# Clap Switch



## zegulas (Jun 11, 2005)

Guys I need ur help. I want to make a project report on "clap switch", can someone plz tell me where could I find reference over net, I mean any links or plz u can even submit it here if u know it.


----------



## pimpom (Jun 12, 2005)

A clap switch must be one of the most enduring electronics projects. Googling for "clap switch" will turn up plenty of references. Here's one possibility - *www.electronicsforu.com/EFYLinux/circuit/may2003/ci4-clap.pdf.
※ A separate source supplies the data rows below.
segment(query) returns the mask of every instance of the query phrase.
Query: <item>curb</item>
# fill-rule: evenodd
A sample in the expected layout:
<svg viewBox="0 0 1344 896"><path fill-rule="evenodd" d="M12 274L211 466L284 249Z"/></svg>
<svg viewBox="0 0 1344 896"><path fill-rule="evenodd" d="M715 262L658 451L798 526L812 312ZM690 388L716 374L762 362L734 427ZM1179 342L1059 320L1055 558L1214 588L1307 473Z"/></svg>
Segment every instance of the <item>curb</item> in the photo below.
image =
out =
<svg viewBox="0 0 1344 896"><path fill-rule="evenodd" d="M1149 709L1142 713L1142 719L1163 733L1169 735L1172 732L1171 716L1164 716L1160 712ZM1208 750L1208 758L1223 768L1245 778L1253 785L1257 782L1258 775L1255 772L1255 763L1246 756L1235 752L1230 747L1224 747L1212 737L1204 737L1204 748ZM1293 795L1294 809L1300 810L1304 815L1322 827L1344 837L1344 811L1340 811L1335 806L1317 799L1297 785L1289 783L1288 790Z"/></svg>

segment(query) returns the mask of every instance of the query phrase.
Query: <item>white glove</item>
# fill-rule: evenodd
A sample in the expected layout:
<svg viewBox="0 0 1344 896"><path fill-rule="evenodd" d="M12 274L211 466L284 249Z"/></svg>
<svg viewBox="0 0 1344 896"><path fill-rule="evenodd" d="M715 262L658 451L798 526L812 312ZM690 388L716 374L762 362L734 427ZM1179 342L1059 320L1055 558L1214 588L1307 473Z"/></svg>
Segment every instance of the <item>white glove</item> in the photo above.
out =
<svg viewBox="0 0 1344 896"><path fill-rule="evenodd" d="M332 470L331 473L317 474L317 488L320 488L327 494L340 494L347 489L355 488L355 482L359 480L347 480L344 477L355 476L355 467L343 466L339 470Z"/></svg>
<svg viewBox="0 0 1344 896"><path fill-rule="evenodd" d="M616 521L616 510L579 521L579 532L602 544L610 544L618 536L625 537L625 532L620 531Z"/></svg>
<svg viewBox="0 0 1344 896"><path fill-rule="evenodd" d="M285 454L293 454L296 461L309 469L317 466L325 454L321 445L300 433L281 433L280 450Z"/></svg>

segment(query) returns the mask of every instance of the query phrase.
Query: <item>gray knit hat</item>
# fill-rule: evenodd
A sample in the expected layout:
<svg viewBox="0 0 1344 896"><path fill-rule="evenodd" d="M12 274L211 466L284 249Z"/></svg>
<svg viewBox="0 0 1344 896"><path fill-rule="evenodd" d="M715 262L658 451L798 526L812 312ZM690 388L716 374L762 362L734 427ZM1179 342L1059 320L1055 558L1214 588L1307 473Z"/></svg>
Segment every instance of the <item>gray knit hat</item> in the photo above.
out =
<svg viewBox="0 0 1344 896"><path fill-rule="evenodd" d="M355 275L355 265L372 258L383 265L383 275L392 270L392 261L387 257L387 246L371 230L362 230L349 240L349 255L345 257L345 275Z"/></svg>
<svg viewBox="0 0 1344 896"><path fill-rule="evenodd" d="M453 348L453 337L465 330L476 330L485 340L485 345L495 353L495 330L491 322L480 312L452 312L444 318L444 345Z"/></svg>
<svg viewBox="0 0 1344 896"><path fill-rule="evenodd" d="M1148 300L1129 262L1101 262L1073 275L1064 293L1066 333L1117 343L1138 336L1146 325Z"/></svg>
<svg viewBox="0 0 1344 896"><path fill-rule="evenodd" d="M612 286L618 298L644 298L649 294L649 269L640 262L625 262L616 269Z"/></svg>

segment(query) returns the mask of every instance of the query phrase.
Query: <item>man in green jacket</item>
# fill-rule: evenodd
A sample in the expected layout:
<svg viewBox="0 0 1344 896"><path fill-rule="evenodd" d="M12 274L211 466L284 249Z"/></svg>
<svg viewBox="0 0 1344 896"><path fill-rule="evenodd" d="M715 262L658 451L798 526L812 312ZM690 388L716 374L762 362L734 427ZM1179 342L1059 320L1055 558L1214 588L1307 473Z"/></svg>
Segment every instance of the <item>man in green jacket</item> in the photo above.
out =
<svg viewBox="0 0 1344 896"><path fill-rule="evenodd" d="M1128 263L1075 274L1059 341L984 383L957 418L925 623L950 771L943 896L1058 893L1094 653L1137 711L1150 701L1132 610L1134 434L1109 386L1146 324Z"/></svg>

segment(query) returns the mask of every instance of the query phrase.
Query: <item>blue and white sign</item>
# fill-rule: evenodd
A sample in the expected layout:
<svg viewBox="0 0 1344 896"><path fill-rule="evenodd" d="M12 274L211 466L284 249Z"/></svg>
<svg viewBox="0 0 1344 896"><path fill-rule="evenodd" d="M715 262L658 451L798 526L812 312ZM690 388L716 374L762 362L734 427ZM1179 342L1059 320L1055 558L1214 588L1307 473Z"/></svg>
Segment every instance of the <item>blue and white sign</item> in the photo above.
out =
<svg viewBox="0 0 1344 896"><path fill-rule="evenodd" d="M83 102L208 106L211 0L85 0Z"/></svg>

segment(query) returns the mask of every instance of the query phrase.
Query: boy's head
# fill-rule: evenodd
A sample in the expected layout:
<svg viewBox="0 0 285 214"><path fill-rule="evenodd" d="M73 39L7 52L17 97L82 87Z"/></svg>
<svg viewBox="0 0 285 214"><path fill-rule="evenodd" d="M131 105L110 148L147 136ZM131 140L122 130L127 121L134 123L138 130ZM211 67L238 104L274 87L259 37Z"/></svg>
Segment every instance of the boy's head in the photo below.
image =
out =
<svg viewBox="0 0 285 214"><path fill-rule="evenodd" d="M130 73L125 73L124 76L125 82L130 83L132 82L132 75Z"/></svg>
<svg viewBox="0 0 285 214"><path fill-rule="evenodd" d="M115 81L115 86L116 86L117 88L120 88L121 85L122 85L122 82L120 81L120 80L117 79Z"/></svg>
I didn't have time to check the design carefully, so I can't say how well it will work, But a quick glance showed that all the parts are common ones and should be easily available at any good electronics parts shop.

One suggestion : use a BC548B for T2 instead of a plain BC548. The current drive available from the 4017 IC appears to be a bit marginal for a plain BC548.


----------



## King_Niral (Jun 12, 2005)

pimpom said:
			
		

> A clap switch must be one of the most enduring electronics projects. Googling for "clap switch" will turn up plenty of references. Here's one possibility - *www.electronicsforu.com/EFYLinux/circuit/may2003/ci4-clap.pdf.
> 
> I didn't have time to check the design carefully, so I can't say how well it will work, But a quick glance showed that all the parts are common ones and should be easily available at any good electronics parts shop.
> 
> One suggestion : use a BC548B for T2 instead of a plain BC548. The current drive available from the 4017 IC appears to be a bit marginal for a plain BC548.




will be helpful !!!!!!

Cheers !!!!!


----------



## zegulas (Jun 12, 2005)

No guys u got me wrong, I have made the project but  I need references for my project report. It has to be at least 30 pages


----------



## pimpom (Jun 12, 2005)

A 30-page treatise on a clap switch ??!! Unless you type with double-spaced 18-point font, it's going to be a challenge to fill 30 pages with a description of a clap switch.

What is the project for and what's your background in electronics ? What circuit did you use ? What are the main components at least ?

Drawing the diagram separately for each section can use up a few pages. You can stretch things by starting with the nature of sound, attack and decay times, basic electricity and electronics. You'll have to describe in detail the working principles of a microphone, transistors, resistors, relays, etc., bias levels, timers, monostable and bistable multivibrators, clipping levels, saturated switches, pulse techniques, triggering, and so on.


----------



## pradeep_chauhan (Jun 12, 2005)

Add a datasheet of all components used, explain the powersupply model do something with the funamentals of electomagnatics in case u use a relay it can go on to cover 100 pages its just cut copy stuff use google.


----------